No one has all the answers. What could the man returning a fleece bodysuit say to the woman behind him getting ready to buy exactly the same item? He furrowed his brow and took a deep breath, shaking his head, searching for the words. Saturn ascended as she studied his face and implored his wisdom, but deep down they both knew one size never fits all, and of course who could say how cold the nights would be when they got out of there, whether fleece pajamas would even be necessary at that point?

Streams dug rivers along mountains, stones formed layers in the beds of ponds and lakes, and I saw acts of kindness that melted my heart and acts of depravity that steeled it. Everyone exulted in the bounty of a mother who bought her son gummy worms, teaching him it’s completely untrue he never gets anything, which she just didn’t want to hear anymore. But then the stars, once aligned, shifted places, and a man in a pin-striped suit disregarded the single line customers had formed and took his greeting card directly to one of the registers. Hardened by distrust, we re-queued, and one guy in the very back put down a stack of five microwave pizzas and stormed out in a huff.

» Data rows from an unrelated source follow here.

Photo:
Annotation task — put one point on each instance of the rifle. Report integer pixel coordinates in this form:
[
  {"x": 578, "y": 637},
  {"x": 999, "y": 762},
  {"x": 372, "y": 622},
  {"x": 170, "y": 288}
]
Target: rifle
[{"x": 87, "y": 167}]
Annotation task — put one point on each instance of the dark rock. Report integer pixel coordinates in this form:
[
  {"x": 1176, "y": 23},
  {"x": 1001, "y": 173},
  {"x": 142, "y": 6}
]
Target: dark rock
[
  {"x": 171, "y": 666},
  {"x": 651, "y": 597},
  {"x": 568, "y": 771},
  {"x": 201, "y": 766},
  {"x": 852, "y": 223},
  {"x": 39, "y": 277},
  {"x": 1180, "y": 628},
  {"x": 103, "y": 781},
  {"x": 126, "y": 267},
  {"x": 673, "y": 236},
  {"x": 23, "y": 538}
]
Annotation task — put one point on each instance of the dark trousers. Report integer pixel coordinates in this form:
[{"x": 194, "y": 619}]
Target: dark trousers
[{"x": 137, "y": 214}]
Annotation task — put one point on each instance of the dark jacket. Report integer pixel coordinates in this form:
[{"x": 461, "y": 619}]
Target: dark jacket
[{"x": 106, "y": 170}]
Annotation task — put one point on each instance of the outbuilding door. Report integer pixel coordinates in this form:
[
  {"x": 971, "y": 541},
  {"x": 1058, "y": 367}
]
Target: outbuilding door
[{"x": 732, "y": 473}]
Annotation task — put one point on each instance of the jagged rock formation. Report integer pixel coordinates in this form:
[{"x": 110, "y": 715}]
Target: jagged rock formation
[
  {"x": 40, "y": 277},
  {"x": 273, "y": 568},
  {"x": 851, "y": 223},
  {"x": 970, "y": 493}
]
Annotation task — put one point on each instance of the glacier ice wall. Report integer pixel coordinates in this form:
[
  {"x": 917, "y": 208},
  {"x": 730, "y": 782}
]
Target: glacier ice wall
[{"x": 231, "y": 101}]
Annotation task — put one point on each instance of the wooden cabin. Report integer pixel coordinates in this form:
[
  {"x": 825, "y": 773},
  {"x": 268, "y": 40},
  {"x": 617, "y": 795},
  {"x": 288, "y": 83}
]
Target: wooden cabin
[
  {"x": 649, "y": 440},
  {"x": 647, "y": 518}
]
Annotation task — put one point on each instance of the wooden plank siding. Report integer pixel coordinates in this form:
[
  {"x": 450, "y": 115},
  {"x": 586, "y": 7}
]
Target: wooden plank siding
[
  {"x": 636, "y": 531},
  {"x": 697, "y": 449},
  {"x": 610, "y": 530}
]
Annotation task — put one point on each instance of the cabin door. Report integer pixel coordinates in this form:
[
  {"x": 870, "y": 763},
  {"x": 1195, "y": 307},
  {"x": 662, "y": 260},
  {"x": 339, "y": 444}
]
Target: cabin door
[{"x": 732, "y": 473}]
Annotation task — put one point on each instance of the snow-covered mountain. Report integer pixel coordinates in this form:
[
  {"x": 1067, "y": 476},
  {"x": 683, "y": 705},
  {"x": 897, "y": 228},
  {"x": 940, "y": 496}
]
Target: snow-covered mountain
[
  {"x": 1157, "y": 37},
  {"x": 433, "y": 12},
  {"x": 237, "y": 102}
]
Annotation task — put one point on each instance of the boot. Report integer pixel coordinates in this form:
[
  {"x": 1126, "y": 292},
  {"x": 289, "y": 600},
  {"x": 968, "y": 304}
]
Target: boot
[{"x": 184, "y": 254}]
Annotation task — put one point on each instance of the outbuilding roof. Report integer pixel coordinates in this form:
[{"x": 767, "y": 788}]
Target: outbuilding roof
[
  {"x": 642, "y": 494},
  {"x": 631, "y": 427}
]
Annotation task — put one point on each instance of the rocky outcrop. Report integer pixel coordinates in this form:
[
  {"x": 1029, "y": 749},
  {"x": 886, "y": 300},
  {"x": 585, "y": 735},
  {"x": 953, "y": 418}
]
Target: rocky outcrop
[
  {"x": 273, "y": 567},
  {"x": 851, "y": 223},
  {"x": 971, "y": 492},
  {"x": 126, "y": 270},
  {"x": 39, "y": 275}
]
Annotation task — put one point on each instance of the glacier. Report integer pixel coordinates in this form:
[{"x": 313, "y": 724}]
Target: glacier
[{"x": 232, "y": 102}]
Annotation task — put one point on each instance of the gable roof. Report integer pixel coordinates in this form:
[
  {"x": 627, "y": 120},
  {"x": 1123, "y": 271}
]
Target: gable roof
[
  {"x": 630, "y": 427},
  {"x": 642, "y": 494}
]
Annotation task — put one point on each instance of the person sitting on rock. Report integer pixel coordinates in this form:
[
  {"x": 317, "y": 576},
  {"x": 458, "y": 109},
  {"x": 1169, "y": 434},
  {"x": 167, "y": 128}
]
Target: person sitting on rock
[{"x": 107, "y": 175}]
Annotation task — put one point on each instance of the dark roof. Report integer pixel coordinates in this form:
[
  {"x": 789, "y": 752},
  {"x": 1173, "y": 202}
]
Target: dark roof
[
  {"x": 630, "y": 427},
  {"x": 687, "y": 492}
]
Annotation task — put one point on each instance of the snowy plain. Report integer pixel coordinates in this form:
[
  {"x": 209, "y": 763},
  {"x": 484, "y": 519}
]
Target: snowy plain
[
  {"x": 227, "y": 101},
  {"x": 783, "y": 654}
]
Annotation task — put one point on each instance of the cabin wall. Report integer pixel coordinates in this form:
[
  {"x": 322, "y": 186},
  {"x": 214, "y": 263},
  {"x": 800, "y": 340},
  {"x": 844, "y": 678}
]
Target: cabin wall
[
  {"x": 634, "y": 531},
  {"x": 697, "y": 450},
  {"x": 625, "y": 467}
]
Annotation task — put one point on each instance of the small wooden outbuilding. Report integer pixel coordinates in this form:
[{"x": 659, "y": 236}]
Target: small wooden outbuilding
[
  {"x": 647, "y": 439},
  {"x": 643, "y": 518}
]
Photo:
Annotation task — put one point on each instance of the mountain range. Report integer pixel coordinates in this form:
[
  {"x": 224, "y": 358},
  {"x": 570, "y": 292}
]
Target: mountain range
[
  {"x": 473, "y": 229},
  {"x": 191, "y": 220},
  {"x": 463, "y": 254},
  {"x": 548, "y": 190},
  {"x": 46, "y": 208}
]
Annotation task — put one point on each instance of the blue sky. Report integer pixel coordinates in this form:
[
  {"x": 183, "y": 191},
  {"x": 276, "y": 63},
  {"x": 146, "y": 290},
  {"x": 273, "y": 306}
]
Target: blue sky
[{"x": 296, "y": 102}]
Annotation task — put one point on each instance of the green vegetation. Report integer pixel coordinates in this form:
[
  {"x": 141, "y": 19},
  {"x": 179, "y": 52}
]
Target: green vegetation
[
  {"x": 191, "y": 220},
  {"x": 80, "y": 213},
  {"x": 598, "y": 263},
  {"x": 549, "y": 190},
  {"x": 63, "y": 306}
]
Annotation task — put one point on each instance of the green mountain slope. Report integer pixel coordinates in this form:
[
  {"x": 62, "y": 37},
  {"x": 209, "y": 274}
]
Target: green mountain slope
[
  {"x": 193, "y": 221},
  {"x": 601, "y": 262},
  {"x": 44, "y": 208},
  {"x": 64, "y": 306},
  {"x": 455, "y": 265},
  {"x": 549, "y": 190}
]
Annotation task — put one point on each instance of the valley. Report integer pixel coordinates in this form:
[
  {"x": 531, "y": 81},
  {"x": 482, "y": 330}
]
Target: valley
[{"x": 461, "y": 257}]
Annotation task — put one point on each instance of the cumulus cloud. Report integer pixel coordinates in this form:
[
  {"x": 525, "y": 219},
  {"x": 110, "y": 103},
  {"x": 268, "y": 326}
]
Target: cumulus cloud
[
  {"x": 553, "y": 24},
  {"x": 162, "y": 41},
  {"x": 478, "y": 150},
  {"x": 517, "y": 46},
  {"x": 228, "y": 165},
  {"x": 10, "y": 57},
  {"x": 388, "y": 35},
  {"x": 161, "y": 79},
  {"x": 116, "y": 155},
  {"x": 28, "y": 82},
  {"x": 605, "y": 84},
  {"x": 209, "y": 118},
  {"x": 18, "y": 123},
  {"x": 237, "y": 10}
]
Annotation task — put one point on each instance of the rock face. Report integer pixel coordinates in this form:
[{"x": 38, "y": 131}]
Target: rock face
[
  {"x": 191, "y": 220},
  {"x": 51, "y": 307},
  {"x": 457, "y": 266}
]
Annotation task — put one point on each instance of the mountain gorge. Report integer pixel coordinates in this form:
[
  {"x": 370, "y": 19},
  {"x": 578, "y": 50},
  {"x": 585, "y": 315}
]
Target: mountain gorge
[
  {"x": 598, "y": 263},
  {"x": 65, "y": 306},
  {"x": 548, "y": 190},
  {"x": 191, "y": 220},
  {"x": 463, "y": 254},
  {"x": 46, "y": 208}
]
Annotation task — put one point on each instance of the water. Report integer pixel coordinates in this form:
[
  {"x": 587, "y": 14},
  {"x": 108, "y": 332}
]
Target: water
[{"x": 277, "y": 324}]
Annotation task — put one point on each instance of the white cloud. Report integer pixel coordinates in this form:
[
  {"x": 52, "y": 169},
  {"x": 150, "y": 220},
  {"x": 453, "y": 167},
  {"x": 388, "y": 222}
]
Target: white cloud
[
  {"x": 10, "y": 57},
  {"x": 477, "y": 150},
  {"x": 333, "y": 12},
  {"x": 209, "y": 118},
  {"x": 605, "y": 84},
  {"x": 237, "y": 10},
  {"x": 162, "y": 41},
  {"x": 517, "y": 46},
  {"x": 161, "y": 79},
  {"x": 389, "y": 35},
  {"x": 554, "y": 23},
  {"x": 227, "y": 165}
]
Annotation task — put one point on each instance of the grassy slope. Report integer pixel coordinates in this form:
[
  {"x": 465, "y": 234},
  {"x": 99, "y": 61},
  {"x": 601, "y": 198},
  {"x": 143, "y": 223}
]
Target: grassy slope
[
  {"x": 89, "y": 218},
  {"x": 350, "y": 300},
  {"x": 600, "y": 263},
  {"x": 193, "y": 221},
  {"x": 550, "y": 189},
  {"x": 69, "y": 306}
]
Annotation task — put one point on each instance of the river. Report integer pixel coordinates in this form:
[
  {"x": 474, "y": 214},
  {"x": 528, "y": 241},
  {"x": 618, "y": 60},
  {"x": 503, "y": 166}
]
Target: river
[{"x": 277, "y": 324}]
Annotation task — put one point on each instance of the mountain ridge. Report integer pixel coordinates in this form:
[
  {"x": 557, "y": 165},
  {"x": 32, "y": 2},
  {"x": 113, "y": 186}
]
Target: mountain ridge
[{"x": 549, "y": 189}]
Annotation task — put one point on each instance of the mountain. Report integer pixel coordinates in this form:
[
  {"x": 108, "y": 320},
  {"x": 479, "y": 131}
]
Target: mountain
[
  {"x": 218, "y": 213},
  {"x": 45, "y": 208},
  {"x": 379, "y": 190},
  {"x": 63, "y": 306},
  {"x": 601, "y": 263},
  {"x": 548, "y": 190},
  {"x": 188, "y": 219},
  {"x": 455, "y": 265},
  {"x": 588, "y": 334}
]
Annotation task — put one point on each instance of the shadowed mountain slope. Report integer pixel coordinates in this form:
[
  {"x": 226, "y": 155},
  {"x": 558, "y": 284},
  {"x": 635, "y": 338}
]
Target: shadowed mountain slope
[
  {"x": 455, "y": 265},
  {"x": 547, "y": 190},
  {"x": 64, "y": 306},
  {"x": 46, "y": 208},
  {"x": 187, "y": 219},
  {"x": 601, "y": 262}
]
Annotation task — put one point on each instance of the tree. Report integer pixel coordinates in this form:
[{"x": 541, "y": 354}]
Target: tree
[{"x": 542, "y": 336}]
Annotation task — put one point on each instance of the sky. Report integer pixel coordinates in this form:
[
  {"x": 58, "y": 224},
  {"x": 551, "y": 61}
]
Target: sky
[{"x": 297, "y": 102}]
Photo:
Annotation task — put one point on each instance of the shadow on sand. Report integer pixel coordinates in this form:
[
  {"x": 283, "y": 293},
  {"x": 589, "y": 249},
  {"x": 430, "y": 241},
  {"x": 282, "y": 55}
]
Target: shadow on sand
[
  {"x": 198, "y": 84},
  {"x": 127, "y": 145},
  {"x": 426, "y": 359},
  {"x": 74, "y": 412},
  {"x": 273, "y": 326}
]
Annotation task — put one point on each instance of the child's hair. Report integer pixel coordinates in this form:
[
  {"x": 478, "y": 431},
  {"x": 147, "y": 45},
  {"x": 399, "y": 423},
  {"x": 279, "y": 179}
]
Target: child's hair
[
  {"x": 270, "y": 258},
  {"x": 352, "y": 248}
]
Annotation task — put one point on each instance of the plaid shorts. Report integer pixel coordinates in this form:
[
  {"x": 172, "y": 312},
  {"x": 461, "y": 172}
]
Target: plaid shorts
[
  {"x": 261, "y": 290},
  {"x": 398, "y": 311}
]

Some things really are too good to be true. As the glaciers melted, an old man pushed up a shopping cart filled with mini ravioli, but then he was shown the fine print on the flyer, which specified only ten cans per customer, and his smile uncurled as those glaciers refroze. He insisted there had to be more in the storeroom or in the delivery trucks currently en route while the rest of us made mental notes about urban geography and the way it makes poor people pay too much for off-brand beans and bread and cereal. But a rule was a rule, the manager explained, and that applied to beef, cheese, and mini.

There were sounds of Christmas when I reached the end of the line myself and looked back to assess the ravages of time: smooth skin made craggy, brown hair made silver or lost altogether. I thought of all the recitals and graduations I’d missed, all the weddings and funerals. Was it worth a bottle of sleeping pills and a pair of deodorizing insoles?

I swiped my card immediately and said no bag was necessary, then swiped again, and again, and finally it took after the scanner priced my insoles, which ended up in a bag anyway, but I just let that go and walked straight out of there, squeezing myself past a family with an enormous teddy bear but not waiting to hold the door because, as you well know, those things work by motion sensors, opening and closing as necessary, and there’s a pristine logic in that we can all appreciate.